Actualizado 18/04/2011 21:34:04 CET

MADRID, 18 Abr. (EUROPA PRESS) -

Las mutaciones en un grupo de genes asociado con la actividad cerebral pueden causar, con frecuencia, discapacidad intelectual, según un estudio dirigido por científicos afiliados con la Universidad de Montreal, en Canadá, y el Centro de Investigación del Centro Hospitalario Universitario Sainte-Justine.

La discapacidad intelectual es un problema severo que afecta a entre el 1 y el 2 por ciento de los niños de todo el mundo. A menudo se atribuye a causas genéticas, pero los genes específicos implicados son desconocidos en su mayoría.

Según explica el autor 'senior' de este estudio, Jacques Michaud, "los genes identificados juegan un importante papel en la sinapsis nerviosa, las estructuras que permiten a las células cerebrales transferir información de forma rápida". "Estos descubrimientos indican que, en este caso, la discapacidad intelectual aparece porque se produce una interrupción en la comunicación de las células nerviosas", dice.

Algunas discapacidades intelectuales están asociadas a anormalidades físicas que indican la existencia de graves anormalidades genéticas. Sin embargo, en otros casos, las discapacidades no están asociadas con rasgos físicos obvios. "Nuestro objetivo era estudiar a los pacientes sin síndrome", señala Michaud.

Así, Michaud, junto a los científicos del 'Synapse to Disease Project', analizaron el ADN de pacientes para identificar mutaciones no hereditarias que fueran de reciente formación, lo que se conoce como mutaciones 'novo'. Analizaron 197 genes sinápticos e identificaron mutaciones 'novo' en 10 de 95 pacientes.

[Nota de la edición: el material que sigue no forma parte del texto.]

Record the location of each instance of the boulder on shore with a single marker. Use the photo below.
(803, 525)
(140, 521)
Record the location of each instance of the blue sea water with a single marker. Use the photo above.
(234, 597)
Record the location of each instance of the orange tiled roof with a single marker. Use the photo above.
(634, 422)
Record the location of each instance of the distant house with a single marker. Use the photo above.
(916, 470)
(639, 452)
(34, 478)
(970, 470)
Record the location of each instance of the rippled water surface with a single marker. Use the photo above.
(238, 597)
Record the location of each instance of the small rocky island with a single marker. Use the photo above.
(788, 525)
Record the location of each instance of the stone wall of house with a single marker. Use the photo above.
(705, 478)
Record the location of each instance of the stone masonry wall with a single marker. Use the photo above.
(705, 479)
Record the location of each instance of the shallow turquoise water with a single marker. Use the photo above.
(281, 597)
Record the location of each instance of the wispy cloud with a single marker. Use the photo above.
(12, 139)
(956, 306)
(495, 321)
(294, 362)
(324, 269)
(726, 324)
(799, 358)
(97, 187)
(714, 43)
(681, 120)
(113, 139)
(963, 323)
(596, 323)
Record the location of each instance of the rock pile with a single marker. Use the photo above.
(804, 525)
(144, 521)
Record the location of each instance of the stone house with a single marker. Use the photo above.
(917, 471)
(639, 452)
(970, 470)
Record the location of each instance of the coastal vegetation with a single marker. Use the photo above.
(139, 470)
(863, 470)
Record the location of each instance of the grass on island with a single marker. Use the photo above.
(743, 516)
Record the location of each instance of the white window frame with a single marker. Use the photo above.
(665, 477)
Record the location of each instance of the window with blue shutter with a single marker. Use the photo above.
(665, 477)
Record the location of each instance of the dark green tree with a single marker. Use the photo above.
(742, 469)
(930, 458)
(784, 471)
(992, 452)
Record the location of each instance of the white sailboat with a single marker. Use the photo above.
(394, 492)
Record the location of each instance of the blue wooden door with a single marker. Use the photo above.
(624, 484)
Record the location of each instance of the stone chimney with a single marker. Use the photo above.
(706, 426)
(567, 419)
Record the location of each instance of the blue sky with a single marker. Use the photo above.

Estudios posteriores indicaron que todas estas mutaciones afectaban a la comunicación entre células nerviosas, lo que llevó al equipo a concluir diciendo que, al menos dos terceras partes de las mutaciones eran la causa definitiva de este trastorno.

Para el coautor de este trabajo, Guy Rouleau, "estos descubrimientos se alinean con los de otros trabajos previos que demostraron que las mutaciones 'novo' juegan un papel muy importante en desórdenes como el autismo o la esquizofrenia". "Nuestro estudio indica que una gran parte de casos de discapacidad intelectual tienen un origen genético, pero que no son hereditarias. Estos descubrimientos podrían llevar a mejorar el diagnóstico" de estas enfermedades, concluye.